Ignition depends on both the material and how heat moves through it.

Why small pieces burn faster

A large wood block and a pile of wood shavings showing how surface area changes burning speed
More surface area can mean faster burning
Size and shape matter because burning happens at the surface where fuel meets oxygen. A whole log has less exposed surface for its size. Wood shavings have much more surface exposed to air, so they heat and burn faster. This is also why sawdust can burn quickly, while a board made from the same wood burns more slowly. The same idea applies to many solids. A block of steel will not burn in a campfire. Fine steel wool can glow and burn because oxygen can reach many thin strands at once. More surface area gives oxygen more places to react. It also lets heat spread through each tiny piece faster. Fire safety rules often treat dusts, powders, and fine fibers carefully for this reason.

Thin pieces and powders let oxygen reach more fuel at once.

Metals can burn too

A magnesium ribbon burning to form magnesium oxide, next to a steel spoon that does not ignite
Some metals burn under the right conditions
Many people think metals cannot burn because metal tools and pans survive ordinary flames. Some metals can burn when conditions are right. Magnesium ribbon is a common classroom example. When heated strongly, it reacts with oxygen and gives off bright white light. The product is magnesium oxide, a white powder. This is still burning because the metal atoms combine with oxygen and release energy. The reason a steel spoon does not burn like paper is not that metal is magic. Its ignition temperature is high, and the solid piece conducts heat away from the hot spot. Make the metal very thin, like steel wool, and the story changes. Thin strands heat quickly and have more surface touching oxygen. That is why burning depends on the substance, the temperature, the oxygen supply, and the shape of the material.

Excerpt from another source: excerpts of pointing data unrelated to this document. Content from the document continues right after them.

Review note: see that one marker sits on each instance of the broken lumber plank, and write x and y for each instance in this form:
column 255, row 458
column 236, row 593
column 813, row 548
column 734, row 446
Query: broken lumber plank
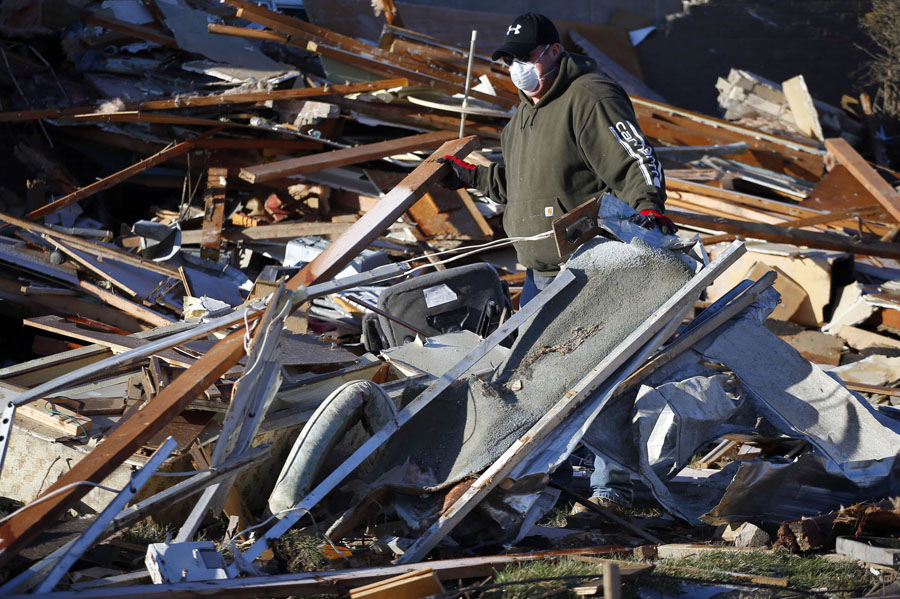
column 802, row 107
column 140, row 32
column 138, row 511
column 136, row 310
column 411, row 585
column 416, row 118
column 786, row 234
column 347, row 49
column 117, row 343
column 121, row 444
column 627, row 355
column 114, row 179
column 223, row 99
column 391, row 14
column 66, row 423
column 374, row 222
column 41, row 370
column 306, row 583
column 214, row 213
column 283, row 231
column 324, row 160
column 834, row 218
column 90, row 247
column 744, row 199
column 681, row 127
column 886, row 195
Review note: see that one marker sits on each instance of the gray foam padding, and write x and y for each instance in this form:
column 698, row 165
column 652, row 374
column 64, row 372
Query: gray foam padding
column 472, row 423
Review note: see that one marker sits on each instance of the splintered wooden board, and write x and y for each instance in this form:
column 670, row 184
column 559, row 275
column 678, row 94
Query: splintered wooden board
column 325, row 160
column 454, row 26
column 883, row 192
column 374, row 222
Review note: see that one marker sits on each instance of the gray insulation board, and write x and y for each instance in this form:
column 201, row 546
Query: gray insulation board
column 470, row 425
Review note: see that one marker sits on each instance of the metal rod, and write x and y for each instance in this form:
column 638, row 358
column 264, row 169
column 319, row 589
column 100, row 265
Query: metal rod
column 100, row 522
column 462, row 117
column 381, row 312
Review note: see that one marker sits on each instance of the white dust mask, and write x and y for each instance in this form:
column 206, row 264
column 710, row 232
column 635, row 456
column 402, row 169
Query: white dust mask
column 524, row 75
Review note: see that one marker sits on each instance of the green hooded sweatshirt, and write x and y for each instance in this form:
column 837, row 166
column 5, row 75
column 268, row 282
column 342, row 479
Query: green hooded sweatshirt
column 579, row 141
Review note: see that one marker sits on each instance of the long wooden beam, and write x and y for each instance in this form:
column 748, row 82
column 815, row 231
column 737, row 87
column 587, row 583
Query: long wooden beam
column 114, row 179
column 213, row 100
column 307, row 583
column 388, row 209
column 787, row 234
column 324, row 160
column 883, row 191
column 683, row 127
column 120, row 445
column 302, row 33
column 141, row 32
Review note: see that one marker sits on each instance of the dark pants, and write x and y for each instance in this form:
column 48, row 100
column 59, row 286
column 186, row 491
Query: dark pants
column 608, row 480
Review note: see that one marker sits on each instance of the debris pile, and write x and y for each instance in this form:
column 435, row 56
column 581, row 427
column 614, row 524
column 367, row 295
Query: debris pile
column 242, row 308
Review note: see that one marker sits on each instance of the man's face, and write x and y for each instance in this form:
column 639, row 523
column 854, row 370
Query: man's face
column 545, row 60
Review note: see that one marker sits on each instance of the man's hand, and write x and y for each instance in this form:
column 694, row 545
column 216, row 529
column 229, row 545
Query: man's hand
column 462, row 173
column 653, row 219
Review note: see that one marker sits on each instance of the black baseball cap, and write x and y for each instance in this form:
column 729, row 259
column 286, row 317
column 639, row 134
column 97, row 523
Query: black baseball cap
column 526, row 33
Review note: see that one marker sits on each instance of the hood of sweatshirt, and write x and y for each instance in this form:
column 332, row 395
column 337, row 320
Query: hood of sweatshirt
column 571, row 67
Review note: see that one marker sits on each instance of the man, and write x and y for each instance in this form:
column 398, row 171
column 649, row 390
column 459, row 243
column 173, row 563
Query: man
column 574, row 137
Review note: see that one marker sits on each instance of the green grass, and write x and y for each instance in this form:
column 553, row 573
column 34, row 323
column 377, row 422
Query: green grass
column 145, row 532
column 541, row 569
column 810, row 573
column 804, row 572
column 299, row 552
column 556, row 518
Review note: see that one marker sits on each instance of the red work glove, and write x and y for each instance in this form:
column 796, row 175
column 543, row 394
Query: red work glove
column 462, row 173
column 657, row 220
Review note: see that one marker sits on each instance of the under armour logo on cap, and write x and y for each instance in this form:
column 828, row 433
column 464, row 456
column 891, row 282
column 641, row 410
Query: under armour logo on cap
column 524, row 34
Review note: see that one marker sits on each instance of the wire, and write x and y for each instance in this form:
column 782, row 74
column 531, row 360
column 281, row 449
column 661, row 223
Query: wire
column 488, row 245
column 189, row 473
column 469, row 250
column 57, row 492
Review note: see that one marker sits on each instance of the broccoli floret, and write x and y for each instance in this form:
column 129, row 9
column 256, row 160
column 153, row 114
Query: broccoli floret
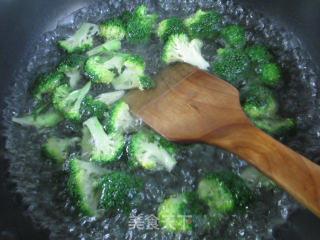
column 255, row 179
column 145, row 150
column 101, row 69
column 204, row 24
column 125, row 17
column 68, row 101
column 224, row 192
column 231, row 65
column 275, row 126
column 259, row 54
column 118, row 189
column 170, row 26
column 47, row 119
column 179, row 213
column 46, row 83
column 90, row 108
column 120, row 119
column 179, row 49
column 71, row 66
column 258, row 102
column 112, row 29
column 133, row 75
column 234, row 36
column 107, row 47
column 82, row 40
column 56, row 148
column 99, row 146
column 82, row 185
column 270, row 74
column 109, row 98
column 139, row 27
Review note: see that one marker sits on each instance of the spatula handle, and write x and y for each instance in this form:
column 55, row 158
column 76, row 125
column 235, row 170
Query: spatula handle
column 294, row 173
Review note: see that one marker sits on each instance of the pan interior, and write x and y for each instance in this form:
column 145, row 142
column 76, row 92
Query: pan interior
column 43, row 185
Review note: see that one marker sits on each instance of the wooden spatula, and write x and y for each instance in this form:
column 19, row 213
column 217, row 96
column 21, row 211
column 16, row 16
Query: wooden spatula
column 190, row 105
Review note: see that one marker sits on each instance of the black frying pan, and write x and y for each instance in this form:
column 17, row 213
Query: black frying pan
column 22, row 22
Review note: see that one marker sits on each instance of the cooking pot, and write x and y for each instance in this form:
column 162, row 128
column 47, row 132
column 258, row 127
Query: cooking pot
column 21, row 24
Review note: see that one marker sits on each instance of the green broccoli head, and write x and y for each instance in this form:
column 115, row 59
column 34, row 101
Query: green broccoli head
column 118, row 189
column 71, row 66
column 139, row 27
column 90, row 108
column 179, row 213
column 270, row 74
column 275, row 126
column 97, row 145
column 146, row 150
column 81, row 185
column 120, row 120
column 258, row 102
column 231, row 65
column 179, row 49
column 259, row 54
column 81, row 40
column 109, row 47
column 43, row 120
column 170, row 26
column 204, row 24
column 56, row 148
column 234, row 36
column 125, row 17
column 68, row 101
column 133, row 74
column 102, row 69
column 112, row 29
column 46, row 83
column 224, row 192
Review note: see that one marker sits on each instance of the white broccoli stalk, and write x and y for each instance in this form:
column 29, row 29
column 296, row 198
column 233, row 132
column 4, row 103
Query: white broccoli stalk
column 179, row 49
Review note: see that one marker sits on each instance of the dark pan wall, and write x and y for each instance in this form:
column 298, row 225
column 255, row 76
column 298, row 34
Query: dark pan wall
column 22, row 21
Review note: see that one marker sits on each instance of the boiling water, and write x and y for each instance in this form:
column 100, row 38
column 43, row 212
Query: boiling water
column 43, row 185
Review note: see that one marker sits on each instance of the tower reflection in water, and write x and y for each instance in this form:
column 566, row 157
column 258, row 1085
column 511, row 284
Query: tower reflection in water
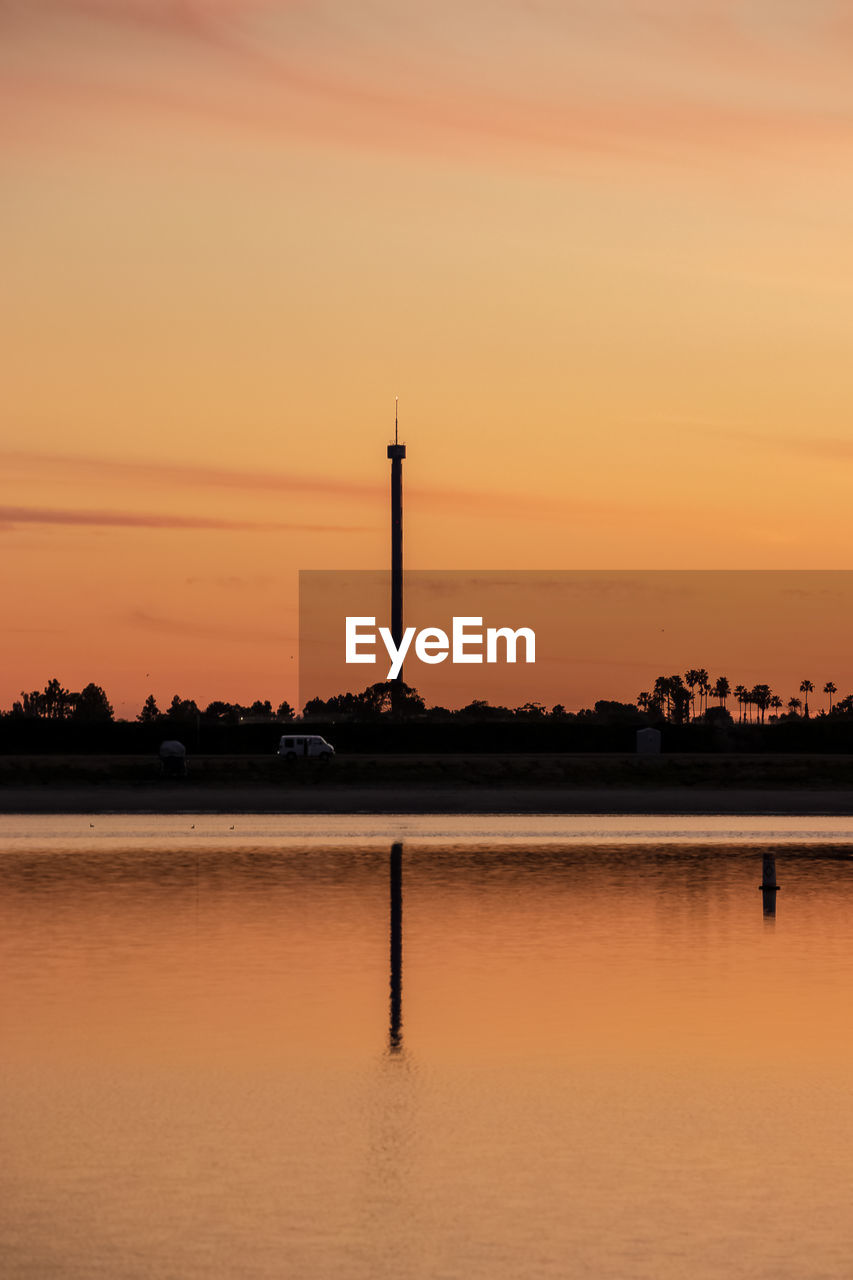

Metal can be fuel when heat, oxygen, and surface area make the reaction fast enough.

Vocabulary

Combustion
A fast chemical reaction with oxygen that releases heat and often light.
Fuel
A material that can release energy when it reacts, often with oxygen.
Ignition temperature
The temperature a material must reach before it starts burning.
Flash point
The lowest temperature where a liquid gives off enough vapor to ignite when a spark or flame is present.
Oxide
A compound made when an element combines with oxygen, such as magnesium oxide.

In the Classroom

Fire triangle card sort

15 minutes | Grades 6-8

Students sort examples by which part of the fire triangle is removed. Use cases such as covering a candle, wetting paper, and moving a match away from a wick.

Surface area burn model

20 minutes | Grades 6-8

Students compare a solid sugar cube model with crushed sugar using safe paper drawings or blocks, not open flame. They explain why smaller pieces expose more surface to oxygen.

Magnesium reaction analysis

25 minutes | Grades 7-8

The teacher demonstrates or shows a video of magnesium ribbon burning. Students identify the reactants, the product, and the evidence that a chemical reaction occurred.

Key Takeaways

  • Burning needs fuel, oxygen, and enough heat to start and continue.
  • Combustion is a chemical reaction that forms new substances.
  • Some materials do not burn easily because they are already stable or need much higher heat.
  • Small pieces, powders, and fibers can burn faster because they expose more surface to oxygen.
  • Some metals can burn, including magnesium ribbon and thin steel wool under the right conditions.